Mia Farrow e Jeff Daniels compensam em altíssimo nível o insatisfatório Danny Aiello, o personagem mais fraco do filme. No tocante ao casal protagonista, uma docilidade afetada (“cinematográfica”) muito bela pontua a relação. Através da fotografia escura de Gordon Willis, o cenário desse romance passa por cores tão intensas ou desbotadas quanto o desenrolar do amor entre eles. O plano médio que mostra pela primeira vez Tom e Cecília próximos um ao outro é uma das composições fotográficas mais comentadas do filme. Quanto mais a burocracia da realidade se impõe, mas desgastado e claramente ridículo se torna o affair entre a protagonista e Tom Baxter, o aventureiro fictício. No entanto, vemos que o mesmo romance fora das telas também não dá em nada. Se nem a ficção nem a realidade podem proporcionar a felicidade, cabe ao indivíduo buscá-la onde mais lhe apraz e é justamente o que faz Cecília quando vai assistir a O Picolino e parece esquecer de todos os seus infortúnios, mergulhando na magia da dança de Ginger Rogers e Fred Astaire, ao som de Cheek to Cheek.

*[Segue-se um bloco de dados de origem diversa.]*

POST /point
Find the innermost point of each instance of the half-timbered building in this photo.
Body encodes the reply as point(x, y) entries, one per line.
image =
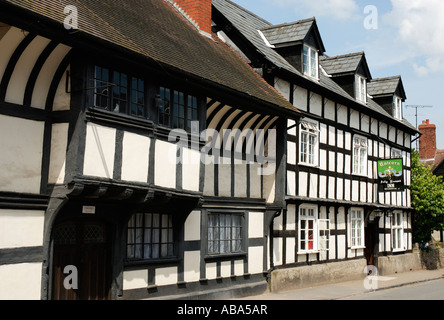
point(337, 220)
point(140, 155)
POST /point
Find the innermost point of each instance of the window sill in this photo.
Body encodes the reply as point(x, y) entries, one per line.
point(138, 263)
point(224, 256)
point(309, 251)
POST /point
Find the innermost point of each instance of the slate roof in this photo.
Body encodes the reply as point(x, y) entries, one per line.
point(248, 24)
point(385, 86)
point(342, 64)
point(288, 32)
point(159, 33)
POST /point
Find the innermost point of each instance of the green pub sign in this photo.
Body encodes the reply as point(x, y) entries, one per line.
point(390, 175)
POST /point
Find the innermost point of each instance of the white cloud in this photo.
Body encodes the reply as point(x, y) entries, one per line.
point(337, 9)
point(421, 30)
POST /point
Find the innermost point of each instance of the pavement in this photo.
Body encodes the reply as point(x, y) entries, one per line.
point(342, 290)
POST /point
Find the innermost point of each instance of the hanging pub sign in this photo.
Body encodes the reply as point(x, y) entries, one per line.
point(390, 175)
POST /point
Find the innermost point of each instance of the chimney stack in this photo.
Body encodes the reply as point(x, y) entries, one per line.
point(199, 12)
point(427, 141)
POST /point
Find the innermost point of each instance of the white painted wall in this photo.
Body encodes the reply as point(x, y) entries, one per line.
point(99, 151)
point(21, 158)
point(21, 228)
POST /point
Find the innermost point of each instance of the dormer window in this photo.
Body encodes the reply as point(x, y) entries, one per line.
point(310, 62)
point(361, 89)
point(397, 107)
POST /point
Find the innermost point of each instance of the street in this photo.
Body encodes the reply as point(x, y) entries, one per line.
point(432, 290)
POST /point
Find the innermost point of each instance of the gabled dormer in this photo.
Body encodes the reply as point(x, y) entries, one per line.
point(351, 72)
point(299, 43)
point(389, 93)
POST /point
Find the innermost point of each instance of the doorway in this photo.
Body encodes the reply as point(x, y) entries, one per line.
point(369, 251)
point(86, 246)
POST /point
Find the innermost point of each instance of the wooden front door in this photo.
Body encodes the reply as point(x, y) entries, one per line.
point(83, 246)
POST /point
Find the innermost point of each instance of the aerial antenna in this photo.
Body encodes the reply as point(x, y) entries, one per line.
point(416, 115)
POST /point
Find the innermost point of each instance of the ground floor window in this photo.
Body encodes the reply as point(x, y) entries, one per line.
point(397, 232)
point(150, 236)
point(225, 233)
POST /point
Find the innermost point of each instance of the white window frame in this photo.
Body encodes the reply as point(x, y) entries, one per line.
point(397, 107)
point(308, 213)
point(311, 60)
point(360, 161)
point(395, 153)
point(356, 228)
point(361, 89)
point(398, 231)
point(310, 130)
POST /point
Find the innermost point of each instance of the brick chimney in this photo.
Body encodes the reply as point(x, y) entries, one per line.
point(427, 142)
point(199, 12)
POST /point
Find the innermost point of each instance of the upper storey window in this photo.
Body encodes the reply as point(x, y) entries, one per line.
point(397, 107)
point(119, 92)
point(310, 62)
point(361, 89)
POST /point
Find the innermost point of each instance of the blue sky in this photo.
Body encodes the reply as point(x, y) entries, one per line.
point(408, 41)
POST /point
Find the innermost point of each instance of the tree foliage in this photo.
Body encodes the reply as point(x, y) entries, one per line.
point(427, 192)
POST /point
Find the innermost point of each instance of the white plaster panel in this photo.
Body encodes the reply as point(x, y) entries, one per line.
point(62, 99)
point(278, 251)
point(291, 152)
point(99, 151)
point(46, 76)
point(19, 78)
point(256, 225)
point(303, 176)
point(135, 157)
point(354, 119)
point(313, 185)
point(323, 134)
point(21, 228)
point(255, 181)
point(323, 159)
point(342, 114)
point(283, 87)
point(59, 144)
point(316, 104)
point(347, 195)
point(240, 180)
point(9, 43)
point(22, 143)
point(239, 267)
point(165, 164)
point(331, 161)
point(192, 226)
point(329, 112)
point(290, 250)
point(135, 279)
point(331, 188)
point(255, 260)
point(300, 98)
point(211, 270)
point(209, 179)
point(331, 135)
point(340, 135)
point(322, 187)
point(191, 266)
point(191, 169)
point(21, 281)
point(225, 269)
point(291, 217)
point(166, 276)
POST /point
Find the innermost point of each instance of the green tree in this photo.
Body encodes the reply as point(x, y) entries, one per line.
point(427, 192)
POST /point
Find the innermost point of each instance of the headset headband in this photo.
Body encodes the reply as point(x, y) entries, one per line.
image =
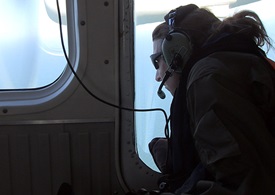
point(176, 15)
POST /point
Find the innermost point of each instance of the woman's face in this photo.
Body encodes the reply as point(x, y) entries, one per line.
point(172, 83)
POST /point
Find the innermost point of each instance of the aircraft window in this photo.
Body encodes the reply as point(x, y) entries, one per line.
point(148, 14)
point(31, 55)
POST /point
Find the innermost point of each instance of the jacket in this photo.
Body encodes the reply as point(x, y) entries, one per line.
point(230, 99)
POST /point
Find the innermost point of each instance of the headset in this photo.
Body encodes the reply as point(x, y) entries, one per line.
point(177, 46)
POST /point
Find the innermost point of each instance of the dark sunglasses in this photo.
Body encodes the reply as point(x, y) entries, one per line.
point(155, 59)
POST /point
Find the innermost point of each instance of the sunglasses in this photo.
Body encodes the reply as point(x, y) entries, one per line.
point(155, 59)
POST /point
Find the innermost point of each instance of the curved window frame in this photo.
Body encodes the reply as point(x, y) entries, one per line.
point(44, 98)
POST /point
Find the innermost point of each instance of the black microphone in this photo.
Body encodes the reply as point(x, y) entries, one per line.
point(161, 94)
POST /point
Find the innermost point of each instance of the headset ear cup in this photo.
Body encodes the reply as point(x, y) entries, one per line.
point(176, 47)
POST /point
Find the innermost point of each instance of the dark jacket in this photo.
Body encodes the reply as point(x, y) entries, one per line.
point(230, 98)
point(222, 126)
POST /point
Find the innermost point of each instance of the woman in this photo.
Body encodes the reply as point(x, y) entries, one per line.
point(223, 102)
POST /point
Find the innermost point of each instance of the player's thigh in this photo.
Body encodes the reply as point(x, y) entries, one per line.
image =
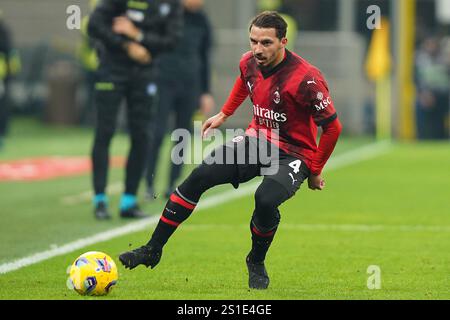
point(291, 174)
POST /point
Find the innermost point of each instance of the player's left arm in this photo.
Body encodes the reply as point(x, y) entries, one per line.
point(325, 116)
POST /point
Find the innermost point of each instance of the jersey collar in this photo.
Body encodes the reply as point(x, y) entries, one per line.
point(268, 73)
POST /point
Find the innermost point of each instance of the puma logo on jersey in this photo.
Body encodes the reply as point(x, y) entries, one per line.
point(292, 177)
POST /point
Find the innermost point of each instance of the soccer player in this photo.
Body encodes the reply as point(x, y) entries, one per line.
point(290, 100)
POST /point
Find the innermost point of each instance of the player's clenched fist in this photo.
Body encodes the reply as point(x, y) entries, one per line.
point(316, 182)
point(213, 123)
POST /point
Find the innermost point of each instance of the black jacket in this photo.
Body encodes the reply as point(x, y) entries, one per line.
point(190, 61)
point(160, 21)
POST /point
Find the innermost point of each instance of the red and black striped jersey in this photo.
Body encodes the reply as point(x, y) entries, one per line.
point(293, 98)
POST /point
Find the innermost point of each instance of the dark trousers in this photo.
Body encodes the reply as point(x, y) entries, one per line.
point(178, 98)
point(138, 90)
point(4, 108)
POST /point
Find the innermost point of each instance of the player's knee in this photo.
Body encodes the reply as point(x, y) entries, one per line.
point(266, 221)
point(264, 201)
point(198, 182)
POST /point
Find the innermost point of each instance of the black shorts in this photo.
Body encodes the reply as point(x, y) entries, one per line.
point(252, 157)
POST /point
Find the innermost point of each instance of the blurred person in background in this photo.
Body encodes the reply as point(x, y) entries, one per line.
point(130, 35)
point(432, 81)
point(88, 58)
point(9, 67)
point(184, 87)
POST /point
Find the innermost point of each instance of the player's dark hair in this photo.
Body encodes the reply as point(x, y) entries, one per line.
point(268, 20)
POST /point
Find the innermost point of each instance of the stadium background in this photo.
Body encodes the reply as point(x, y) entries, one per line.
point(48, 95)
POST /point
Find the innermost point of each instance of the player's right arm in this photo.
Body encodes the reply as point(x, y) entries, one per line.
point(236, 98)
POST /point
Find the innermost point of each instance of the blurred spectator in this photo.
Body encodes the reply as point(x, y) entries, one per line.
point(184, 86)
point(9, 66)
point(432, 81)
point(130, 36)
point(88, 58)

A direção de arte e os figurinos são dois dos melhores setores técnicos do filme, a primeira, por reconstruir com perfeição um bairro suburbano de Nova Iorque nos anos 1920; a segunda, por conseguir diferenciar, sem parecer chocante, os dois mundos trabalhados no roteiro. Com uma objetividade quase dolorosa, chegamos ao final com um misto de emoções e um prazer inexplicável.

A Rosa Púrpura do Cairo”, uma antiga lenda, termina por transformar-se num filme-conto fantástico e impossível, onde a tentativa de fuga da realidade fracassa, mas o amor pela vida ou pelos raros momentos felizes que ela proporciona (mesmo que sejam através de uma película 35mm), compensam todo o sofrimento de se viver. No fim das contas, cinema e realidade compartilham dos mesmos pesares; a diferença é que no primeiro mundo, o fade out encerra todo tipo de esperança: o que não foi mudado, não mudará jamais. No segundo mundo, há sempre a oportunidade de recomeçar e alterar o rumo da história. A semana passada ninguém me amava e agora duas pessoas gostam de mim e são a mesma pessoa!